Facebook Twitter Google RSS

Saturday 15 September 2007

Kilas Gampoeng : Perjalanan Bersama “Koresponden“

Unknown     03:39  

21 April 2006
Perjalanan Bersama “Koresponden
Penulis : Misrie - Aceh Utara, 2005-06-17 23:10:34
Siang itu, Selasa (14/6) hari sangat cerah. Sekitar sepuluh jurnalis dari berbagai media berkumpul di Lhokseumawe. Mereka sedang membicarakan tentang temuan uang palsu di Aceh Timur, Senin (13/6) lalu. “Itu hal baru di Aceh walau pernah orang-orang menemukan satu lembar atau dua uang palsu sebelumnya, tapi kan belum pernah di Aceh sebanyak itu,“ ujar seorang jurnalis televisi.
Tentunya bagi jurnalis yang bekerja untuk media yang berpusat di Jakarta harus berpikir sedikit tentang layak atau tidaknya sebuah berita itu untuk konsumsi nasional.
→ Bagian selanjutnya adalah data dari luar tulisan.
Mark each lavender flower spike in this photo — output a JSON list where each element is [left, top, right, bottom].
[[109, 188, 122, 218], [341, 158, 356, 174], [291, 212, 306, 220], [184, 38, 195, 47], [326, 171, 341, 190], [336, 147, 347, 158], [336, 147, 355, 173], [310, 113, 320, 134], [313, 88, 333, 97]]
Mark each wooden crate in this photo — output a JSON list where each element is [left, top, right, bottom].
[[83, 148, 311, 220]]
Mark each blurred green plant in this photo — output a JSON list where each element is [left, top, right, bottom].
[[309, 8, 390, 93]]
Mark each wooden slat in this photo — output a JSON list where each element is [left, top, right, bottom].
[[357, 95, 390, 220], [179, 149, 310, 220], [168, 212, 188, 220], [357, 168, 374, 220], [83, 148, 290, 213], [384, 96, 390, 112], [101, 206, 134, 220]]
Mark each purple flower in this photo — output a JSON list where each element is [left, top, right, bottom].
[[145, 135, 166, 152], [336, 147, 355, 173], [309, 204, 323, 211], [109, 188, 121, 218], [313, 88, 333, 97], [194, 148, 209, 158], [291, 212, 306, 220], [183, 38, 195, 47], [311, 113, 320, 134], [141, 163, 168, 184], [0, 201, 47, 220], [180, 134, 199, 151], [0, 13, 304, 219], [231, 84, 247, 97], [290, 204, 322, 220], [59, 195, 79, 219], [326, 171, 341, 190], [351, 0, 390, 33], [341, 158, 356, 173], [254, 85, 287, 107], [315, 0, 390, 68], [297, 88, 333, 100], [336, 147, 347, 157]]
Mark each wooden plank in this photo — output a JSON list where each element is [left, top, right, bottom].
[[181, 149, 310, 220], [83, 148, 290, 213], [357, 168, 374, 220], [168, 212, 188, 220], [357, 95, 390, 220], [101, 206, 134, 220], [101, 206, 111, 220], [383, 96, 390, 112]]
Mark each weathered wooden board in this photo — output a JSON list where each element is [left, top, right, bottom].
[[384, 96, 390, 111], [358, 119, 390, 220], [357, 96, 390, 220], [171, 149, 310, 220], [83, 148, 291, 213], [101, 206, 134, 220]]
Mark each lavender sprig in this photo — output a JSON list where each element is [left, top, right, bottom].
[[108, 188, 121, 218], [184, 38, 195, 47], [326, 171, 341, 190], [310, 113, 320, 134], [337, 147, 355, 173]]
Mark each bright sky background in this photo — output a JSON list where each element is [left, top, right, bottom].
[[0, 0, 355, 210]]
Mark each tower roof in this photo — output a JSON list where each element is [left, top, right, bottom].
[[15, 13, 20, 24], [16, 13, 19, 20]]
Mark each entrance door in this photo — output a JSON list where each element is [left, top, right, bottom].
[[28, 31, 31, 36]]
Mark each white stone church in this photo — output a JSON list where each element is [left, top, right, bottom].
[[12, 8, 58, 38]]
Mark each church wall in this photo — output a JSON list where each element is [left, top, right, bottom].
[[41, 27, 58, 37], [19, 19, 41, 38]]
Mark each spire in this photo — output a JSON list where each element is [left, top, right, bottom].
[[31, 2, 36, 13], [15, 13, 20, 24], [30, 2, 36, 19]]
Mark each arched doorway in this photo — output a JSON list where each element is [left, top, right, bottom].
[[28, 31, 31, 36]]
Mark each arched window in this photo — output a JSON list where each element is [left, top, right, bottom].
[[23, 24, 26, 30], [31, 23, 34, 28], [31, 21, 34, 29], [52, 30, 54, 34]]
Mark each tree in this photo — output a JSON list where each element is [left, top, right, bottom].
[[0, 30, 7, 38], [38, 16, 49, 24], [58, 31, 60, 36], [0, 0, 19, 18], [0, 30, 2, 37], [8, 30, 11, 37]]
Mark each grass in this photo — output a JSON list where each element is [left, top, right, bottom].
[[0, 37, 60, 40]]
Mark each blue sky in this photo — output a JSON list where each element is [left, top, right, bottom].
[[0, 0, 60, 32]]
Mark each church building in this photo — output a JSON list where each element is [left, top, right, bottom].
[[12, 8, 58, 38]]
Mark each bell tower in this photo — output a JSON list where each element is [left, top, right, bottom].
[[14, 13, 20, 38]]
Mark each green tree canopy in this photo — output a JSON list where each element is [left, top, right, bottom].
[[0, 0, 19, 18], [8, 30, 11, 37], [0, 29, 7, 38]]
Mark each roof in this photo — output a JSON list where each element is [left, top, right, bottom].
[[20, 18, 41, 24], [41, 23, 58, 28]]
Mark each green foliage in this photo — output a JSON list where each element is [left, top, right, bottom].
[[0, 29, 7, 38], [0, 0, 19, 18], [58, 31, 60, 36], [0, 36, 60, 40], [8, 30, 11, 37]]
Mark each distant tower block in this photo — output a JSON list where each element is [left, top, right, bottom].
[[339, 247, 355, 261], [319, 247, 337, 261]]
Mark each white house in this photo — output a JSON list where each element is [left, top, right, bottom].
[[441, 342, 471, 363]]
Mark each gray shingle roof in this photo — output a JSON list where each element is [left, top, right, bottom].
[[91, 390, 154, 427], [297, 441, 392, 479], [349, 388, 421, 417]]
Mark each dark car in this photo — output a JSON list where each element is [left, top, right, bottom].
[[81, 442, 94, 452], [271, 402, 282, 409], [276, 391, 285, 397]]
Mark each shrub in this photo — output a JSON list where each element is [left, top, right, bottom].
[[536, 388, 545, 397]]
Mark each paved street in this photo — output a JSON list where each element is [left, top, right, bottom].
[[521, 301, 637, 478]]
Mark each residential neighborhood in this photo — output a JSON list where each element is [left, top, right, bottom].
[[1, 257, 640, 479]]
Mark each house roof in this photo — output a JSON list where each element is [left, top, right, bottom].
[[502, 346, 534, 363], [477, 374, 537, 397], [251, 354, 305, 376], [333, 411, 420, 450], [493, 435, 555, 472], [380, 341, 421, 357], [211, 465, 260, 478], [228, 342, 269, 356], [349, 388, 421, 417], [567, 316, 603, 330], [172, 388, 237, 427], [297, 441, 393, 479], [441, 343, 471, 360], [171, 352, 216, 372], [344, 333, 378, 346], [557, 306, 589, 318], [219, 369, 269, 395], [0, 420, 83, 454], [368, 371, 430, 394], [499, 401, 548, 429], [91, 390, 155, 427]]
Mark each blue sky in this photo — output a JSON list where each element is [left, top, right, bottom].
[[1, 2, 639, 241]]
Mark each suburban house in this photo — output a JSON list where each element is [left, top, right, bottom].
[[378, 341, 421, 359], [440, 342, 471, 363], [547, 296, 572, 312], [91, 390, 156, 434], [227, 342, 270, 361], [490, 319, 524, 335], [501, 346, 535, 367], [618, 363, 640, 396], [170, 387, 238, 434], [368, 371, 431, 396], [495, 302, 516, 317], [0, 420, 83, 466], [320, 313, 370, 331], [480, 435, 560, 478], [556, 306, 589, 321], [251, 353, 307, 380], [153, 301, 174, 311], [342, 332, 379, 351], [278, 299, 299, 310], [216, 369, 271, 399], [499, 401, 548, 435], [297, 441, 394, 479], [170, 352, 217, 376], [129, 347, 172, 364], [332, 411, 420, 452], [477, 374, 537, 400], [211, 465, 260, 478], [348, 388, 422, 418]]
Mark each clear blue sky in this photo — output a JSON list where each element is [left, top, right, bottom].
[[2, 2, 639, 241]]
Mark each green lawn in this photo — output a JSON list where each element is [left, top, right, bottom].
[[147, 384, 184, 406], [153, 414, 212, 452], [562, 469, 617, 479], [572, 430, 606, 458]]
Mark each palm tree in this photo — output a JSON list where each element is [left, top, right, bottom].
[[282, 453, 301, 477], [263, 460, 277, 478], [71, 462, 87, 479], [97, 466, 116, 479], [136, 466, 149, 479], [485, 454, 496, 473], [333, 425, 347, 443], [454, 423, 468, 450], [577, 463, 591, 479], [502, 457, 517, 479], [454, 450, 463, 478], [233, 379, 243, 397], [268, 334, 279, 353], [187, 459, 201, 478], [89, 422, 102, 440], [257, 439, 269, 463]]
Hal itu merujuk pada ditemukannya sejumlah uang palsu di Bandung beberapa waktu lalu. Karena itu, para jurnalis melangkahkan kaki menuju sebuah mobil kijang minibus untuk segera menluncur ke Aceh Timur.
Mereka memperkirakan dalam waktu 3 jam, perjalanan baru memasuki Kota Langsa. Sebanyak tujuh jurnalis dari berbagai media itu berangkat, namun perjalanan sedikit terganggu karena ada beberapa dari mereka yang belum makan siang. Tapi mereka akhirnya memilih untuk makan siang di perjalanan.
Perut yang semakin kosong dan butuh pasokan makanan, bertahan hingga 6 kilo meter perjalanan. Di Buket Rata, tepatnya di Warung Nasi Samalanga mobil kijang tersebut berhenti. Semua jurnalis di dalamnya turun dan menyeberang ke utara. Setelah semuanya selesai, mobil kijang kembali melaju ke arah timur.
Karena muatan di dalamnya berat terpaksa laju kendaraan sedikit lambat. Keude Punteut, Bayu dan Geudong terlewati, disusul kemudian Lhoksukon, Sampoinip, Alue Ie Puteh, dan Panton labu. Jembatan yang membatasi antara Aceh Timur dan Aceh Utara terlewati dengan tenang, bertemu dengan kecamatan Madat Aceh Timur, Simpang Ulim, dan Lhoknibong.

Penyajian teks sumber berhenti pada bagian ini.